Today is November 9 and the Navigate the Chaos question to consider is “how often do you reinvent yourself?” Sometimes translating one dream after another into reality requires a reinvention of the self. As author Curtis Tyrone Jones wrote “Sometimes life requires more of you than you have to give and demands you plunge into the reinvention of yourself if you truly want to live.” One such example of a person who reinvented herself was Canadian American singer Alanis Morissette
In 1991, MCA Records Canada released Morissette's debut album, Alanis, in Canada only. Morissette co-wrote every track on the album with its producer, Leslie Howe. The dance-pop album went platinum, and its first single, "Too Hot", reached the top 20 on the RPM singles chart. Subsequent singles "Walk Away" and "Feel Your Love" reached the top 40.
Morissette's popularity, style of music and appearance, particularly that of her hair, led her to become known as the Debbie Gibson of Canada. During the same period, she was a concert opening act for rapper Vanilla Ice. Morissette was nominated for three 1992 Juno Awards: Most Promising Female Vocalist of the Year (which she won), Single of the Year and Best Dance Recording (both for "Too Hot").

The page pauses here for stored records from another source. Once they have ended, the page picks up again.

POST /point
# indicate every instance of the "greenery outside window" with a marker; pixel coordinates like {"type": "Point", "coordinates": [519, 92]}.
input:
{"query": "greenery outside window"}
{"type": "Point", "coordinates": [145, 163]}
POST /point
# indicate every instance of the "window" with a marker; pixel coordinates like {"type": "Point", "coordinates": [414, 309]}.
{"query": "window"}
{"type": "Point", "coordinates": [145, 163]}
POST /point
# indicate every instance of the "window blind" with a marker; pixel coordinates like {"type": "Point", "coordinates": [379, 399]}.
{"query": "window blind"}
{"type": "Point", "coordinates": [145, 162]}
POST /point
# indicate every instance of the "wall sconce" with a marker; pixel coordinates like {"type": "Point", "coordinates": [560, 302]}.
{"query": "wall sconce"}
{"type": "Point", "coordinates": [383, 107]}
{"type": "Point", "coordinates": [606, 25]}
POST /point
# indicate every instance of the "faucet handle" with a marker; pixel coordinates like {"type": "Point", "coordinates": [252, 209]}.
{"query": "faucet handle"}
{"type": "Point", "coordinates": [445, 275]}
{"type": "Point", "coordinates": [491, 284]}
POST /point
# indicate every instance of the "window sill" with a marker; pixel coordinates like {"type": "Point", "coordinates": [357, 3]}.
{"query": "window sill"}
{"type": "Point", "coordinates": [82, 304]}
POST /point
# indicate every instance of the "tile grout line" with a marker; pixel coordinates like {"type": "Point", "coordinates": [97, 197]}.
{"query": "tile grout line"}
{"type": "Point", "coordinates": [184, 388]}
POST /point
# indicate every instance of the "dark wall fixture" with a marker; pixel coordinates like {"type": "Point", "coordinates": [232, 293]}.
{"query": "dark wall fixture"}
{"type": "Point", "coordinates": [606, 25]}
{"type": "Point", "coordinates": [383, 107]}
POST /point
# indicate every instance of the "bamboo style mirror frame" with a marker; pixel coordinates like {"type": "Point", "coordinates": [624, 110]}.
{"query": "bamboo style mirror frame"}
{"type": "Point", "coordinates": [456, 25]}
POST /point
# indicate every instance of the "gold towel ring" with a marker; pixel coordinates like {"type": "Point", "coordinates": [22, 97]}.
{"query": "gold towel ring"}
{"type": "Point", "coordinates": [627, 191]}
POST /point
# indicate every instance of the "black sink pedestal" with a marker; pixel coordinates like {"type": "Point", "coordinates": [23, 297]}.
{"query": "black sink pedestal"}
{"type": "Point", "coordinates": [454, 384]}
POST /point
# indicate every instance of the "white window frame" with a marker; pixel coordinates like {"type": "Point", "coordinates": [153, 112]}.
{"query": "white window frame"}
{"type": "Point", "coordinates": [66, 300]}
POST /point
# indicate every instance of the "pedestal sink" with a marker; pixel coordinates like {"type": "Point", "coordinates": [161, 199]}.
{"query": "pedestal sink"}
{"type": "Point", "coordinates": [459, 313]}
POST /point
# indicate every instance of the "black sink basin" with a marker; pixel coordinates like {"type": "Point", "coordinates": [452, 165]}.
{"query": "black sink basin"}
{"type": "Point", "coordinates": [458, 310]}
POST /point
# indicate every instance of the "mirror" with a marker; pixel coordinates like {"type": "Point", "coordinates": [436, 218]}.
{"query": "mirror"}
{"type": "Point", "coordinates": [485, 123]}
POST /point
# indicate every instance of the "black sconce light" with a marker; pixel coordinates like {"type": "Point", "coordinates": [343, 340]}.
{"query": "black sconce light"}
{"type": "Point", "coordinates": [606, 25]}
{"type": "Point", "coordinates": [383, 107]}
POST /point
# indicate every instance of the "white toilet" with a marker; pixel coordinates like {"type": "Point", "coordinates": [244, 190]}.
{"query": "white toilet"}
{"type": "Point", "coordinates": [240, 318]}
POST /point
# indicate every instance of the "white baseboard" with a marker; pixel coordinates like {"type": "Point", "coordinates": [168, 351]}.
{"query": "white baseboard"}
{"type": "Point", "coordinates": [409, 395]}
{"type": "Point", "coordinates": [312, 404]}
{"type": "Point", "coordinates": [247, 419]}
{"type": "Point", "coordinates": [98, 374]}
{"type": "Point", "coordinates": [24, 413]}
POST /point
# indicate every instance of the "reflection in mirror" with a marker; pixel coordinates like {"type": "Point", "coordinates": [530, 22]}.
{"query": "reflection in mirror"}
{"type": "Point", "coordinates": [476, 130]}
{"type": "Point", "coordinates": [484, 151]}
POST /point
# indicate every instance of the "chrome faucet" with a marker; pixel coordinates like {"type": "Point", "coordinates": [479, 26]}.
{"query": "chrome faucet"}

In 1992, Canada’s pop star released her second album, Now Is the Time, a ballad-driven record that featured less glitzy production than Alanis and contained more thoughtful lyrics. The industry considered it a commercial failure since it sold only a little more than half the copies of her first album. With her two-album deal with MCA Records Canada complete, Morissette was left without a major label contract.
During this time the 19-year-old underwent a complete transformation of her image and shed her pop star clothing for a more sophisticated sense of her identity. As Morissette said in a 2015 interview with Howard Stern “when I started to write more autobiographically it was more self led. I wanted to stop being presentational and become more conversational with my music. I wanted to sit across from someone who would engage me in developing my self. That person was Glen Ballard.”
After graduating from high school, Morissette moved from Ottawa to Toronto. Her publisher funded part of her development and when she met producer and songwriter Glen Ballard, he believed in her talent enough to let her use his studio. Morissette and Ballard had an instant connection and began co-writing and experimenting with sounds. The experimentation resulted in an alternative rock album that takes influence from post-grunge and pop rock, and features guitars, keyboards, drum machines, and harmonica.
The lyrics touch upon themes of aggression and unsuccessful relationships, while Ballard introduced a pop sensibility to Morissette's angst. The two wrote and recorded Morissette's first internationally released album, Jagged Little Pill, and by the spring of 1995, she had signed a deal with Maverick Records, the only label to agree to sign Morissette at the time.
Jagged Little Pill was a commercial success, topping the charts in thirteen countries. With sales of over 33 million copies worldwide, it is one of the best-selling albums of all time and made Morissette the first Canadian to achieve double diamond sales. Jagged Little Pill was nominated for nine Grammy Awards, winning five, including Album of the Year, making the 21-year-old Morissette, at the time, the youngest artist to win the top honor. Rolling Stone ranked Jagged Little Pill number 327 on its 2003 list of "The 500 Greatest Albums of All Time". In the updated 2020 version, the album has been placed at number 69.
Despite her fame and fortune attributed to her music career, it is important to note the depths of the chaos Morissette had to navigate on a personal level. She needed to reinvent herself to overcome one obstacle after another.
For example, throughout her teen years and 20s, Morissette suffered from depression and various eating disorders. She recovered from them and started to eat a healthier diet. In 2009, she ran a marathon promoting awareness for the National Eating Disorders Association. Over a period of seven years, Morissette's business manager Jonathan Schwartz stole over $5 million from her. He admitted his guilt in April 2017 and was sentenced to six years in prison. On October 22, 2019, Morissette shared her nearly decade-long experience with postpartum depression on CBS This Morning.
Morissette learned to navigate the chaos by engaging in a process of reinventing her self when it was necessary for her to grow and move forward. How often do you reinvent yourself?